However, HALATA teaches the multi-object model (see e.g. support vector machine).
--analyzing, by a multi-object detection model, the image to identify objects of interest within the image, the objects of interest including a pallet, a pallet storage structure housing the pallet, and a void on the pallet storage structure,
(see e.g. In one embodiment, a support vector machine is used to classify. A Support Vector Machine is a computer program used to classify objects based on a machine learning process. Each object to be classified is represented by a vector in a vector space.
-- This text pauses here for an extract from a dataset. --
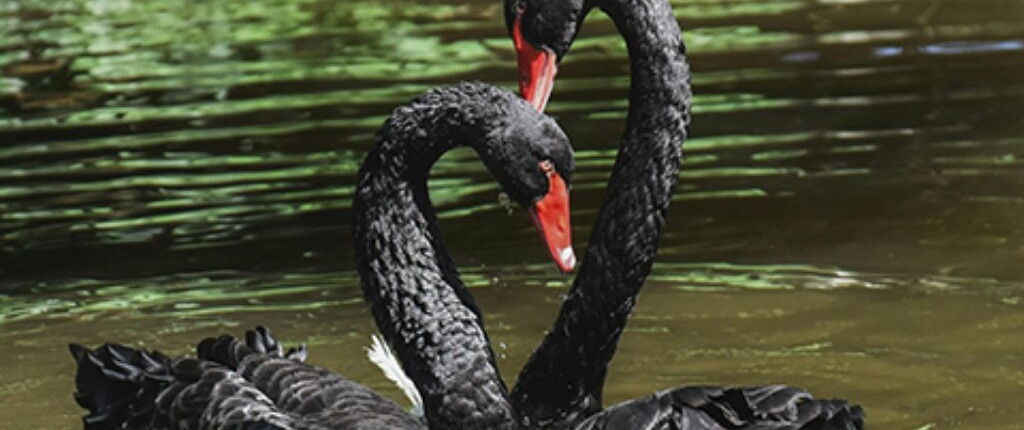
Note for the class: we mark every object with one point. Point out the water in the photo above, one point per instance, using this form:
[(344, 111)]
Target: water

In the invention, the objects to be classified are the segments, each of which is described by a vector. The vector contains all segment attributes assigned to the relevant segment. To "teach in" the Support Vector Machine training objects are used that belong to given classes. For this purpose, for example, in a data record acquired with the 3D camera, the known objects can be manually assigned to the intended classes. Based on such training datasets, the Support Vector Machine learns the correct classification of the segments. The result is a reliable classification with relatively little computational effort and a continuous optimization of the classes used, without the need for extensive theoretical considerations to the individual segment attributes of the intended classes would have to be made.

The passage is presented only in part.